The 16 Critical Do’s and Don’ts of Project Management

Antelope Canyon. Page, Arizona.

“There is always a well-known solution to every human problem — neat, plausible, and wrong.” — H.L. Mencken. 1880–1956.

I retired from the computer industry four years ago. I’ve continued to advise a few startups but, truth be told, I’ve spent more hours on a bicycle than behind a desk; and that’s just the way I like it. My days of hands-on management of engineering teams are over. At best, I can offer words of advice to a younger generation.

I had a very successful career and am proud of what we’ve accomplished over the past forty years that I’ve been involved with the industry. Somehow, I managed to work on everything from supercomputers to personal computers to the cloud, from distributed operating systems to embedded devices to the backbone of the internet. Having worked on literally hundreds of projects throughout my career, there are bound to be plenty of success stories as well as failures and mistakes.

I rarely talk about the success stories because I worry it comes across as boastful but I can pretty much guarantee not a day goes by that you don’t use, hundreds of times and without even realizing, some technology that I worked on at some point in my career. When I think back, though, I find I spend more time dwelling on my failures. For some reason, the mistakes are the ones that haunt me; perhaps because they’re the ones that taught me the most lessons.

Every once in a while, I think back to some decision made twenty years ago and admit to myself: you know, I was absolutely wrong on that one. It’s so obvious now. I made the decision based on emotions, based on inter-group politics, based on gut feel, based on inertia, not based on data. Ouch. How stupid of me. If I could only do it all over again…

Let me give at least one concrete example, hopefully without using too much jargon, and follow it up with lessons learned. I hope I don’t offend any of my former colleagues who spent years doing excellent work on these projects. They did exactly what was asked of them and more. It’s not like we had a bad design or a poor implementation; just the opposite. In fact, we had some of our best people working on the project and they all did great work. It’s just that they spent years working on a project that should have never happened. That was at least partly my fault. Mea culpa. I should have known better.
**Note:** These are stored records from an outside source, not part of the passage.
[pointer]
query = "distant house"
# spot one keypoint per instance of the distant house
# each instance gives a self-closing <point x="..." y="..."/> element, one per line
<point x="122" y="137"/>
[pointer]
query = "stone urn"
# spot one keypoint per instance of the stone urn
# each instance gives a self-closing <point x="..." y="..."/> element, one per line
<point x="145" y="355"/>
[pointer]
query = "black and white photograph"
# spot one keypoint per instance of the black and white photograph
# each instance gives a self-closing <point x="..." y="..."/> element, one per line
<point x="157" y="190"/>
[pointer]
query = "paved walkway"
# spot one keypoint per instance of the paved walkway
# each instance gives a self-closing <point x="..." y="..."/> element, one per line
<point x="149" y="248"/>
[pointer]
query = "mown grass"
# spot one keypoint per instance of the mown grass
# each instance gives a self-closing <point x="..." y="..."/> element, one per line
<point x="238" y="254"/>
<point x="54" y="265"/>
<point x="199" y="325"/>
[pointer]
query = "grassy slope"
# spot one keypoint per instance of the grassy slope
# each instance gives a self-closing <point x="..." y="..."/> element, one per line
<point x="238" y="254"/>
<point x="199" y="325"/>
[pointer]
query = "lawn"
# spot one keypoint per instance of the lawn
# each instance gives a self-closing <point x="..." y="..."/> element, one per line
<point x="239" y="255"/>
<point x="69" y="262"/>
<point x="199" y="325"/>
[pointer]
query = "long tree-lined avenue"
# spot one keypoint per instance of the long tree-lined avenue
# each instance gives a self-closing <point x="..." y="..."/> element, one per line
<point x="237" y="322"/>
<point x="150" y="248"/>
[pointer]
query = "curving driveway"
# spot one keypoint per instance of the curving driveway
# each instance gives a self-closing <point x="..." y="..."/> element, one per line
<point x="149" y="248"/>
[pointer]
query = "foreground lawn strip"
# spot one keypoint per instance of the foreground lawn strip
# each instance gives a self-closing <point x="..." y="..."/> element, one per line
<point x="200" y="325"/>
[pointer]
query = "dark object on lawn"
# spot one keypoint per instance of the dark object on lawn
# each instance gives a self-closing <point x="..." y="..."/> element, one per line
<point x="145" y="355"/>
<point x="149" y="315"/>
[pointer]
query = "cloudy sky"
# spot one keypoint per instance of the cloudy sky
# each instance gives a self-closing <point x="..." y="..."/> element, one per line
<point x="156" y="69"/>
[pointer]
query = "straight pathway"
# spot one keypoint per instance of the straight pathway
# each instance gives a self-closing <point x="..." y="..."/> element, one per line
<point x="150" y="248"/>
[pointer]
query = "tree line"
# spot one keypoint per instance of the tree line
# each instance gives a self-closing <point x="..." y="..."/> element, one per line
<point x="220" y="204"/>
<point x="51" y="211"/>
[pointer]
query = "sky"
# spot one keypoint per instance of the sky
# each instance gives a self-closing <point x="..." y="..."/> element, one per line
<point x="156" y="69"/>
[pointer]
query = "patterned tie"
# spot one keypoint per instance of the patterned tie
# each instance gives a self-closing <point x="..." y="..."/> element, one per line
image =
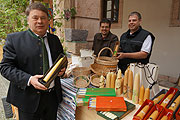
<point x="45" y="56"/>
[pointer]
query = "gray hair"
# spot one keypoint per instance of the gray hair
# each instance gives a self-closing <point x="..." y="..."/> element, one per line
<point x="36" y="6"/>
<point x="135" y="13"/>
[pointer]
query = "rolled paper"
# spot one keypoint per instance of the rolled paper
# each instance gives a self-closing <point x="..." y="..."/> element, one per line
<point x="141" y="95"/>
<point x="175" y="104"/>
<point x="130" y="85"/>
<point x="136" y="88"/>
<point x="167" y="100"/>
<point x="119" y="74"/>
<point x="154" y="115"/>
<point x="108" y="80"/>
<point x="51" y="72"/>
<point x="113" y="78"/>
<point x="118" y="86"/>
<point x="142" y="113"/>
<point x="156" y="100"/>
<point x="164" y="117"/>
<point x="101" y="82"/>
<point x="146" y="94"/>
<point x="125" y="83"/>
<point x="122" y="83"/>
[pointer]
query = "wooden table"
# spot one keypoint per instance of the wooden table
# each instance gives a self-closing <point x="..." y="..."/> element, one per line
<point x="82" y="112"/>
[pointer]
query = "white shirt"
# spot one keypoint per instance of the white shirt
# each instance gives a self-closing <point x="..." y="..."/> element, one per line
<point x="49" y="58"/>
<point x="146" y="47"/>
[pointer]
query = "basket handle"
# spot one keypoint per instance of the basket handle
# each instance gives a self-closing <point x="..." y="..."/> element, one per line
<point x="104" y="49"/>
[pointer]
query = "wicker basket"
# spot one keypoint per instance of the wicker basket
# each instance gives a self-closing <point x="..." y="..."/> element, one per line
<point x="81" y="71"/>
<point x="95" y="79"/>
<point x="104" y="64"/>
<point x="81" y="81"/>
<point x="104" y="60"/>
<point x="102" y="69"/>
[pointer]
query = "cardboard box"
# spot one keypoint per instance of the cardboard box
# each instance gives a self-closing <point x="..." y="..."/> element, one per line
<point x="146" y="102"/>
<point x="101" y="103"/>
<point x="166" y="112"/>
<point x="93" y="92"/>
<point x="155" y="107"/>
<point x="178" y="114"/>
<point x="170" y="91"/>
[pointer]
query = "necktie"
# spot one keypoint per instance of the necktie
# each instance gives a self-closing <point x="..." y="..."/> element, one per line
<point x="45" y="56"/>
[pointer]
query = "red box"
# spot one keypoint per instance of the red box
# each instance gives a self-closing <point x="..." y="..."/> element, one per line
<point x="167" y="112"/>
<point x="170" y="91"/>
<point x="155" y="107"/>
<point x="146" y="102"/>
<point x="178" y="114"/>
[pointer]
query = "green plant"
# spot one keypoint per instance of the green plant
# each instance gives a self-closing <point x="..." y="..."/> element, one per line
<point x="12" y="16"/>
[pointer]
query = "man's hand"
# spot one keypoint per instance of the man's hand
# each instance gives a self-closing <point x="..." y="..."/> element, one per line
<point x="62" y="72"/>
<point x="34" y="82"/>
<point x="120" y="55"/>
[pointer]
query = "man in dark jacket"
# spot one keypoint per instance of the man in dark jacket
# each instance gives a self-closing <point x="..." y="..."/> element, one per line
<point x="104" y="39"/>
<point x="22" y="65"/>
<point x="135" y="44"/>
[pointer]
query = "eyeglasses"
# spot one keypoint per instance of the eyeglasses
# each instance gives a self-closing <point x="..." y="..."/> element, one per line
<point x="105" y="27"/>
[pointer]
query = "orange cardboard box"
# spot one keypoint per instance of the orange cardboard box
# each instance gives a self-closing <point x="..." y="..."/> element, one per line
<point x="147" y="102"/>
<point x="178" y="114"/>
<point x="109" y="104"/>
<point x="166" y="112"/>
<point x="155" y="107"/>
<point x="170" y="91"/>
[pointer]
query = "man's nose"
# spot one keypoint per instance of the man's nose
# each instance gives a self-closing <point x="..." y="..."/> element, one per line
<point x="39" y="20"/>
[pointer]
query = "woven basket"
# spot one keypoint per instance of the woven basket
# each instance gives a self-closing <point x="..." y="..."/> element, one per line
<point x="81" y="81"/>
<point x="104" y="60"/>
<point x="104" y="64"/>
<point x="81" y="71"/>
<point x="95" y="79"/>
<point x="102" y="69"/>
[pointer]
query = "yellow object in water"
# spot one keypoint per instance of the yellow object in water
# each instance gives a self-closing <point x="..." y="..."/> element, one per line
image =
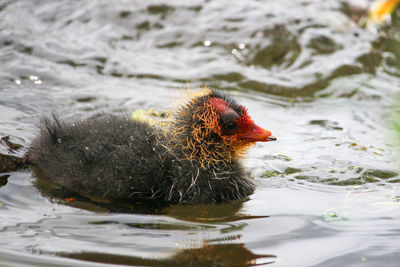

One of my early jobs at Microsoft was to oversee several engineering teams in the Windows division. One of these teams delivered all the core file system functionality to the broader Windows businesses selling solutions to our customers, both consumer editions running on PCs and laptops and enterprise editions running on servers.

One of our success stories was the FAT file system: the same file system that you use every time you plug in a USB thumb drive or an external disk or even an old-fashioned floppy disk! Pretty much every device in the industry, almost regardless of the OS it runs, still uses this simple on-disk format to expose file level functionality to applications. We managed to make it an industry standard for all removable media and for devices like digital cameras.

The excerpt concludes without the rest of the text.